29 Dead After Devastating Military Plane Crash

An aircraft transporting Russian military personnel crashed into a cliff in Crimea, a territory occupied by Russia, on March 31, killing all 29 people aboard, an event Russian Defense Ministry officials attribute to a technical malfunction.

The Soviet-era An-26 disappeared from radar around 6 p.m. local time during a routine flight across the Crimean Peninsula. After an extensive search, Russian military rescue teams located wreckage in a wooded, mountainous area of the Bakhchisarai district.

“The Defense Ministry reported that a search team found the site of the catastrophe,” the state news agency TASS reported. Six crew members and 23 passengers on board were killed.

Russian defense officials quickly ruled out an attack. A former Russian military pilot said on April 7 that early indications point to pilot error, alleging the crew began descending too soon and struck a rock about 30 kilometers from the airfield, with no evidence of mechanical failure or external impact. The Defense Ministry had previously excluded missiles, drones, or bird strikes. The formal inquiry is still underway.

Russia’s Investigative Committee confirmed the crash and opened a criminal probe into possible breaches of flight safety rules. The committee reported a slightly different count — seven crew members and 22 passengers — and officials have not reconciled the discrepancy. Lieutenant General Alexander Otroshchenko, commander of the Mixed Aviation Corps of the Northern Fleet, was among the dead, becoming the 14th Russian general killed since the start of Moscow’s full-scale invasion of Ukraine. Murmansk Governor Andrei Chibis confirmed Otroshchenko’s death on April 6 and said he had seen him “a couple of days before” the crash.

The crash occurred over Crimea, which Russia annexed unlawfully in 2014. The peninsula’s steep mountains descending to the Black Sea create hazardous conditions for flying and for rescue teams. Fighting between Ukrainian and Russian forces has continued in the region since Russia’s full-scale invasion of Ukraine more than four years ago, with Ukrainian strikes often aimed at Russian military sites there.

Ukrainian President Volodymyr Zelenskyy has repeatedly stated that Russia must withdraw from Crimea as part of any ceasefire. Last November, a U.S.-backed 28-point peace proposal indicated Kyiv would cede control of the peninsula, but talks remain stalled over key territorial issues.

The An-26 is a small tactical military transport developed by Ukraine’s Antonov company in the late 1960s. The turboprop is built primarily for military use and can carry cargo or up to about 40 passengers on short- and medium-range flights. Despite decades of service, the aging model has a troubling safety record.

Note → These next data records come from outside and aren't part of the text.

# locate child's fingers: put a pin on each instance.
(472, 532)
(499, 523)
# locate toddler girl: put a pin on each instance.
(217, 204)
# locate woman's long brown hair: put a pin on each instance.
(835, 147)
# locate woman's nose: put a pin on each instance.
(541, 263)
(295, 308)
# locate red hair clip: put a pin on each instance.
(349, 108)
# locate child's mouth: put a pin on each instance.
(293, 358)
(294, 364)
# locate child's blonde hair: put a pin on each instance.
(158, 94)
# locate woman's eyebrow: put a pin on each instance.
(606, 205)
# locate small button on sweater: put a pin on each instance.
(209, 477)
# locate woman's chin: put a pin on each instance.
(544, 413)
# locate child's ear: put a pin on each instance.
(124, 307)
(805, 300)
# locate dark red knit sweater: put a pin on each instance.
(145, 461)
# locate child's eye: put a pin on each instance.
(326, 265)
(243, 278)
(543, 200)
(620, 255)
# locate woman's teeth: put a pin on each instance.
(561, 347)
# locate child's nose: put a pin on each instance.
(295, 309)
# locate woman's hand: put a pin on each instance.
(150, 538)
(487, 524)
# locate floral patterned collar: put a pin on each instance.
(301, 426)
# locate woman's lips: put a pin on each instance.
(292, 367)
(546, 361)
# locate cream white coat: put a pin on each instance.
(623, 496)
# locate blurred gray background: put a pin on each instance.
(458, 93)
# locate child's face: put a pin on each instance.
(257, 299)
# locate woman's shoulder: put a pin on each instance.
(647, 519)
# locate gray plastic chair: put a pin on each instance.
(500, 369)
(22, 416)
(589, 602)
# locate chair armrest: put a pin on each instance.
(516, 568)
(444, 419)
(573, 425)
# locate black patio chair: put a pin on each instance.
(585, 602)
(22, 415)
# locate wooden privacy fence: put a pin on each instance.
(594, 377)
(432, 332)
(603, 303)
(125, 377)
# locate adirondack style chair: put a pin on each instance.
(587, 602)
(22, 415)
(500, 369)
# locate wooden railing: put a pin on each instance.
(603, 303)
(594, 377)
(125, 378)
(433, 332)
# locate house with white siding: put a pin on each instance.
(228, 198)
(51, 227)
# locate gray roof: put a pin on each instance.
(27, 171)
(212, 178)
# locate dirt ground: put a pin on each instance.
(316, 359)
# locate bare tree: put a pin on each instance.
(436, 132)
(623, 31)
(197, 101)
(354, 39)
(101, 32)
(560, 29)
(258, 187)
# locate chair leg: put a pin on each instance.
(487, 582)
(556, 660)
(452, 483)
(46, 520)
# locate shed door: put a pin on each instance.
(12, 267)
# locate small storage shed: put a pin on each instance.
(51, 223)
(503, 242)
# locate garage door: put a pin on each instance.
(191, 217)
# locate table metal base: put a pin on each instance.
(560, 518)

In 2020, 26 people — including 19 cadets and seven crew members — died when a Ukrainian An-26 crashed near Kharkiv during a training flight; only one person survived. That year an An-26 also crashed in South Sudan, killing eight people, including five Russians. In July 2021, 28 people died when an An-26 went down in Russia’s Kamchatka region. Other An-26 accidents include a 2022 crash in Ukraine’s Zaporizhzhia region that killed one person, and a 2017 landing accident in the Ivory Coast that killed four of the 10 aboard.

The March 31 crash adds to a rising tally of Russian military aviation accidents since Moscow sent forces into Ukraine in 2022. In December 2025, an An-22 cargo plane crashed in Russia’s Ivanovo region, killing seven crew members. In October 2025, a MiG-31 went down in the Lipetsk region. A Tu-22M3 bomber crashed in Irkutsk in April 2025.

In March 2024, a Russian military transport carrying 15 people crashed after takeoff from a western Russian airfield. One of the deadliest recent incidents was a Su-34 bomber that crashed into a residential area of Yeysk in October 2022, starting a major fire that killed 15 civilians on the ground.

These accidents raise serious concerns about the maintenance and readiness of Russia’s aging military aviation fleet as the country continues prolonged operations in Ukraine. Many aircraft date from the Soviet era and have remained in service well beyond their expected lifespans.

The difficult terrain in the Bakhchisarai district hampered recovery efforts, and officials have confirmed there were no survivors.

The reported loss of 29 military personnel and passengers marks one of the deadliest single incidents involving Russian military aircraft in recent years, underscoring the toll that worn equipment and sustained military operations have taken on Russia’s air forces.